We are agreed, see #15.


----------



## Branwell

Well, anything you said before the sentence you're uttering right now is in the past, isn't it?


----------



## misterk

Sorry for jumping in late, but it seems to me that the play on words is indeed in the computer's earlier response, when he says, "I have no sex."  I suspect he means "I have no gender; I am neither feminine or masculine."  But the line can also mean "I'm not enjoying sexual relations with anyone (or anything, I suppose)."


----------



## Branwell

I thought about this, it may totally be the answer, but I stick to my interpretation: I don't think a character can delay his laughter and "snort" 3 sentences later. A character laughs to the last sentence that he heard.


----------



## Juan Moretime

misterk said:


> Sorry for jumping in late, but it seems to me that the play on words is indeed in the computer's earlier response, when he says, "I have no sex."  I suspect he means "I have no gender; I am neither feminine or masculine."  But the line can also mean "I'm not enjoying sexual relations with anyone (or anything, I suppose)."
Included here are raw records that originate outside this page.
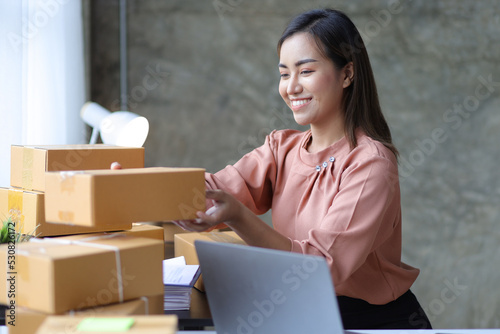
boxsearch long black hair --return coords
[278,9,398,156]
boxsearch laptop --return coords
[195,240,344,334]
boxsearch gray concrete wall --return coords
[91,0,500,328]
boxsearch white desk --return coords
[177,329,500,334]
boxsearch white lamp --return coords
[80,102,149,147]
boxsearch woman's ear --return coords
[342,61,354,88]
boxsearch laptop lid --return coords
[195,240,344,334]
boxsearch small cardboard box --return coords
[0,235,164,314]
[5,294,164,334]
[36,315,178,334]
[45,167,205,226]
[10,144,144,191]
[0,187,132,237]
[174,231,246,291]
[48,223,163,241]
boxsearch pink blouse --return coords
[205,130,419,304]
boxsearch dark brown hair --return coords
[278,9,398,157]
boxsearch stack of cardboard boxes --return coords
[0,145,205,333]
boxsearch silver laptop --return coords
[195,241,344,334]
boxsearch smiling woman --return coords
[177,10,431,329]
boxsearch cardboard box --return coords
[5,294,164,334]
[36,315,178,334]
[0,187,132,237]
[46,223,163,241]
[0,235,164,314]
[10,144,144,191]
[45,167,205,226]
[174,231,246,291]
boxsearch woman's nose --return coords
[286,76,302,95]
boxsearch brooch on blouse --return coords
[316,157,335,172]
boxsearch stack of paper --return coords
[163,256,200,310]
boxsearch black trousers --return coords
[337,290,432,329]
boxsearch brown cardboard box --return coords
[0,235,164,313]
[36,315,178,334]
[5,294,164,334]
[0,187,132,237]
[10,144,144,191]
[45,167,205,226]
[46,223,163,241]
[174,231,246,291]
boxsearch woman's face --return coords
[279,33,350,126]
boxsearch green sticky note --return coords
[76,318,134,332]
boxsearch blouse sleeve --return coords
[205,131,282,215]
[292,155,401,284]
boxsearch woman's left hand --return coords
[174,190,244,232]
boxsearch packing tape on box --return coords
[59,171,83,192]
[27,234,124,303]
[141,296,149,315]
[22,147,34,189]
[201,232,241,244]
[7,189,24,233]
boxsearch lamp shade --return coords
[81,102,149,147]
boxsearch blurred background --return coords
[0,0,500,328]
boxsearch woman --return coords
[177,10,431,329]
Well, at last we have pun! And, I might add, one that an American would actually laugh at.


----------



## Itisi

But why did he say "_It is possible that I was presumptuous in my phrasing, Lazarus." ? _

And why did he say  ""the way you phrased that seemed to include the presumption that you could experience 'Agape'. ? He can't experience Eros, that much is clear... Oh, my poor head!_ _


----------



## lentulax

[presumption - presumptuous]


Itisi said:


> C'est ça, le jeu de mots, c'est tout..


Joking aside (and not many people would snort with laughter at this one - but perhaps Lazarus wasn't quite sane), this is certainly true, and in the full context I don't think there can be any doubt; the full context can be found in a previous thread called 'when the wind sets from that quarter' (#4) ; had this been available, Itisi would not have been misled into the sexist assumption that computers are male ; this one is called Minerva, and is always identified as 'she' (the narrator even says, rather inelegantly, 'She's as female as a cat in heat').


----------



## Branwell

You're right, and this is slightly disappointing in my opinion… I really thought more context wasn't needed, my mistake.


----------



## Itisi

lentulax said:


> sexist assumption that computers are male


I wonder if they mind...


----------



## ain'ttranslationfun?

I agree that the wordplay is on "I am asexual." and "I cannot/do not engage in sexual activity." It is the time lapse that seems to be the problem. And the spoken emphasis would be on the word "you". The computer seems not to understand this, and may be misusing the word "presumptuous", too. I also agree with Itisi's observation in #27  (that the computer could not experience eros (because of not being male or female), and that it could not experience agape (because it is incapable of emotion).


----------



## lentulax

Itisi said:


> I wonder if they mind...


It's people taking offence on their behalf that you've got to worry about these days. Not to mention those distressed by the appalling implication that Intelligence, even Artificial, must be male. You tread on very thin ice - fortunately not on Twitter.


----------



## lentulax

Branwell said:


> I really thought more context wasn't needed, my mistake.


It's beginning to look as though we shan't reach agreement even if you quoted the whole book. I'm sorry if my post #28 sounded critical in a way it wasn't meant to. Though sometimes more context allows people to get a better perspective on a point, one can't expect people to go overboard to provide extended context that seems entirely unnecessary. One thing that I've found odd about these forums, though, is the large number of people who quote something from a book, but never give the title or author - which would usually be enough for anyone who was interested enough to look a bit further.


----------



## Itisi

lentulax said:


> one can't expect people to go overboard to provide extended context


On the other hand, those who answer on the forum are often expected to have psychic powers... (This is a general comment.)


----------